INSTANCE DATA: Similarly, I suggest we use the term "instance data" when we are 
talking about data that is represented *using* those classes and 
properties.   An example would be specific patient data (such as an 
observation) that is transmitted in a FHIR payload.

I think this "ontology" versus "instance data" dichotomy will help clarify our 
discussions.  HOWEVER, there are several circumstances that cause this 
distinction to be blurred:

  - RDF itself makes no distinction between ontologies and instance data (TBox 
and ABox) -- it's all just sets of assertions to RDF.  "Triples 
all the way down."   :)

  - RDF file formats are *not* a reliable indicator of whether a file contains 
an ontology, instance data or a combination of both.  A .rdf file (RDF/XML) can 
hold OWL ontology definitions, as can a .ttl (Turtle) file or any other 
standard RDF serialization.  To add even more confusion, if you're using a tool 
like Protege, the tool might store everything in .owl files, regardless of 
whether the data is acting as 
ontologies or as instance data.   The .owl extension does *not* 
necessarily mean the file contains an ontology (as defined above).

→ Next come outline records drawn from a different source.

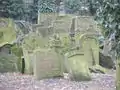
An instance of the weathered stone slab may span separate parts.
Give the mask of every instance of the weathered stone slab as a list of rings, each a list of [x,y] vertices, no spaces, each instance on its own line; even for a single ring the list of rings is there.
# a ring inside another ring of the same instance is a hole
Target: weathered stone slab
[[[55,33],[68,33],[72,24],[72,16],[58,16],[53,23]]]
[[[18,72],[18,58],[15,55],[0,53],[0,72]]]
[[[50,25],[57,18],[57,13],[40,13],[38,16],[38,24],[44,26]]]
[[[0,47],[16,40],[15,24],[9,18],[0,18]]]
[[[63,74],[61,60],[54,50],[40,49],[34,52],[34,76],[36,79],[52,78]]]
[[[98,33],[97,24],[91,16],[76,17],[76,32],[83,33]]]
[[[89,65],[99,65],[99,43],[95,34],[83,34],[80,36],[80,45],[83,48],[85,58]]]
[[[65,55],[65,66],[71,79],[75,81],[90,80],[88,62],[85,60],[84,52],[71,51]]]
[[[26,74],[33,74],[33,61],[34,61],[34,55],[29,50],[26,50],[23,48],[23,56],[25,60],[25,71]]]

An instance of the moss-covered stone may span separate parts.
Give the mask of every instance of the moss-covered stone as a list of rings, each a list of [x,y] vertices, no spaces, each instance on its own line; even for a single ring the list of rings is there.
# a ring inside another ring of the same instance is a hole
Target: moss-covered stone
[[[83,52],[71,51],[65,55],[65,66],[75,81],[91,80],[89,65]]]
[[[62,63],[54,50],[39,49],[34,52],[34,76],[36,79],[62,76]]]
[[[17,61],[15,55],[0,53],[0,72],[18,72]]]
[[[18,57],[17,66],[18,66],[19,71],[21,71],[21,69],[22,69],[22,56],[23,56],[22,47],[20,45],[13,44],[11,46],[11,52],[16,57]]]
[[[15,24],[12,19],[0,18],[0,23],[4,22],[0,28],[0,47],[5,44],[13,44],[16,40]]]
[[[110,56],[106,56],[101,52],[99,54],[100,54],[99,58],[100,58],[100,65],[101,66],[108,68],[108,69],[112,69],[115,67],[115,63]]]

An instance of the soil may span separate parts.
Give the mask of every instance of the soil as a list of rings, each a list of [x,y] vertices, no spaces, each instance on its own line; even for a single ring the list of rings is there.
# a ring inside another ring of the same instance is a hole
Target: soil
[[[64,78],[35,80],[32,75],[0,73],[0,90],[116,90],[115,72],[93,73],[91,81],[81,82]]]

  - Terms from OWL and RDFS vocabularies can be freely intermingled in an RDF 
document -- and they typically are, especially when that document acts as an 
ontology.

  - FHIR profile definitions can be transmitted in a FHIR payload just as 
patient data can be transmitted.  In that sense a FHIR profile can act like 
instance data, but in its use -- defining extensions and constraining the 
content of other FHIR resources -- it acts more like an ontology.

For FHIR, we need to define both a FHIR *ontology* -- a set of classes and 
properties -- and bi-directional mappings that will convert FHIR
*instance* *data* from FHIR XML or FHIR JSON to FHIR RDF and vice versa.

Because RDF is independent of serialization, file formats and serializations 
are largely irrelevant to our FHIR RDF/ontology effort: 
we'll be producing a FHIR ontology, using standard RDF, RDFS and OWL 
vocabularies, and it can be serialized to any standard RDF format.  For this 
reason, I don't think we should spend much time worrying about what RDF 
serialization to use for the FHIR ontology.  It's pretty much irrelevant.

However, for FHIR RDF *mappings*, for convenience we may choose to define those 
mappings in terms of specific FHIR XML, FHIR JSON and/or FHIR RDF 
serializations.  For example, the Shape Expressions (ShEx) approach that Eric 
Prud'hommeaux demonstrated transforms FHIR *XML* to *Turtle*.  And in the 
JSON-LD approach that I'm investigating, the mapping from JSON-LD to RDF will 
simply be the standard RDF interpretation of the JSON-LD: no additional mapping 
definition will be required.

In summary: (a) RDF serializations can hold a mixture of RDF, RDFS and/or OWL 
-- and they often do; and (b) the serialization format is independent of 
whether the document contains an ontology or instance data or both.